Unless you enjoy showing your irrational hate of "the enemy" NVIDIA as well as your deficient IQs, how's about y'all quiet down and wait for more concrete facts to be released before making fools of yourselves.
 
That's sad news, so if someone wants to buy now the best choice is to wait for this storm to pass? maybe nVidia will release a new batch with a permanent fix for this?
 
Here's the thing though; knowing about the memory configuration did nothing to change how the card performed. And the card DID have 4gb of memory on it. Generally the only way that people were able to figure out the issue were by, usually, artificially loading up the memory to cause it to switch over to slow mode.
There is a reason they were forced to pay 970 customers after losing class lawsuit.
 
Issues can and will happen no matter the price point ( of course not ideal but hey we don't live in a perfect world ) the most important is how the company having those issues does handle them . As long as NVIDIA provides a decent service for those having issues there is no point to make a fuss about it.

May I ask what previous instances of new cards dying shortly after moderate use?
 
Sounds like a bad batch of GDDR6 that should have been caught by QA.
 
Sounds like a bad batch of GDDR6 that should have been caught by QA.

...possibly exacerbated by the fact that a lot of people are overclocking it. First gen of new graphics memory tends to not have much OC headroom, esp long-term.

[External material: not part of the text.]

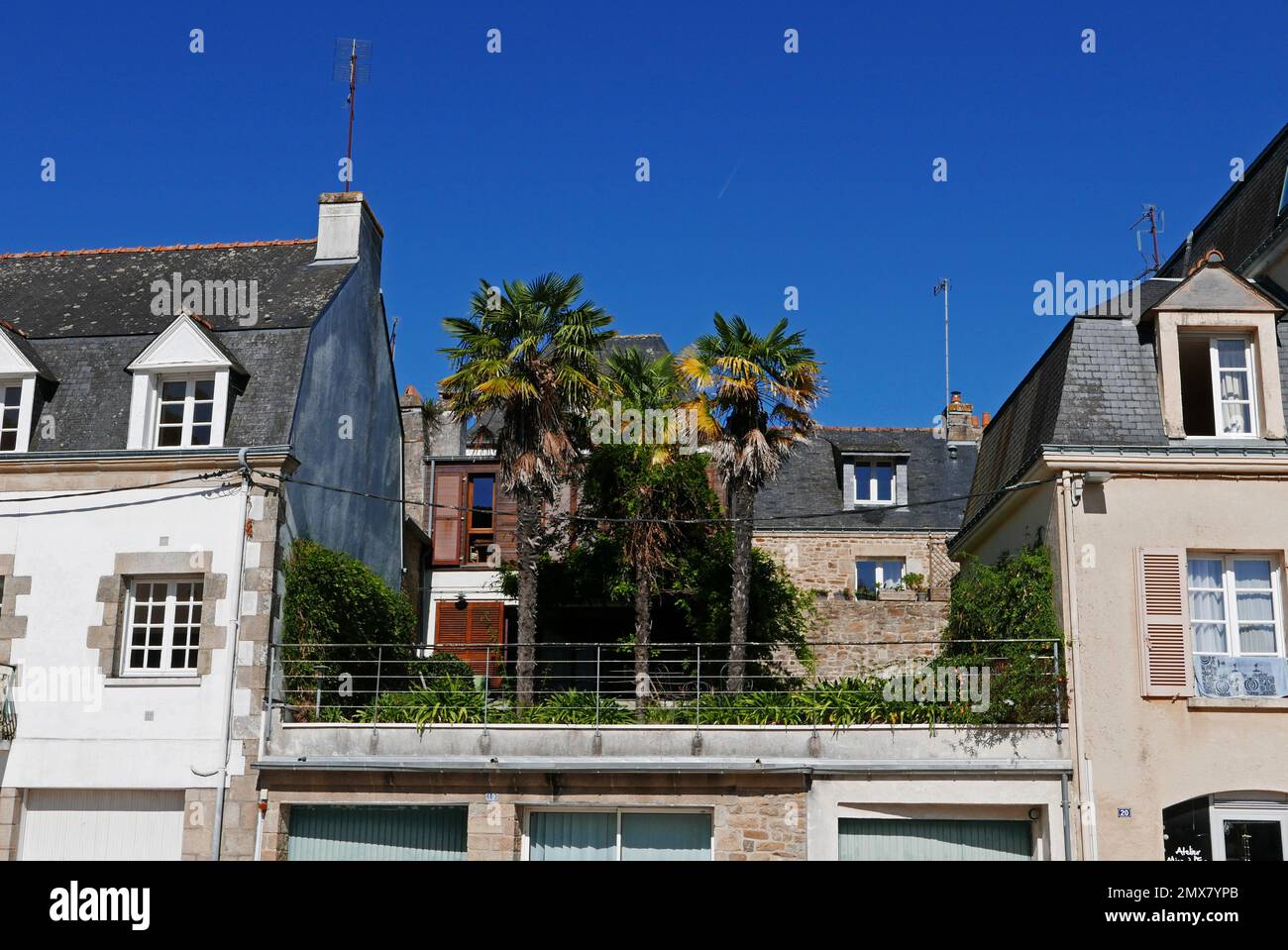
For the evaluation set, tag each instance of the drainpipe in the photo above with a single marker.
(220, 792)
(1087, 826)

It appears that the GDDR6 on most of these cards is specified at 1750MHz and that's what they are already clocked at out of the box.
 
Sorry, but when you ask more than 1000$ for a RTX 2080 card and way more for the "Ti", there is absolutelly NO EXCUSE to release a faulty product. Considering how much they cost, the testing of those cards should have been excessive to say the least.
 
"crashes, black screens, blue screen of death issues, artifacts" Yep got all of these plus lockups with driver crashes this was on a Asus 2080 OC, the card cooked it self on idle the fans never turned on only when the card was underload, the backplate i could of cooked eggs on, i returned it and i wont be getting other one.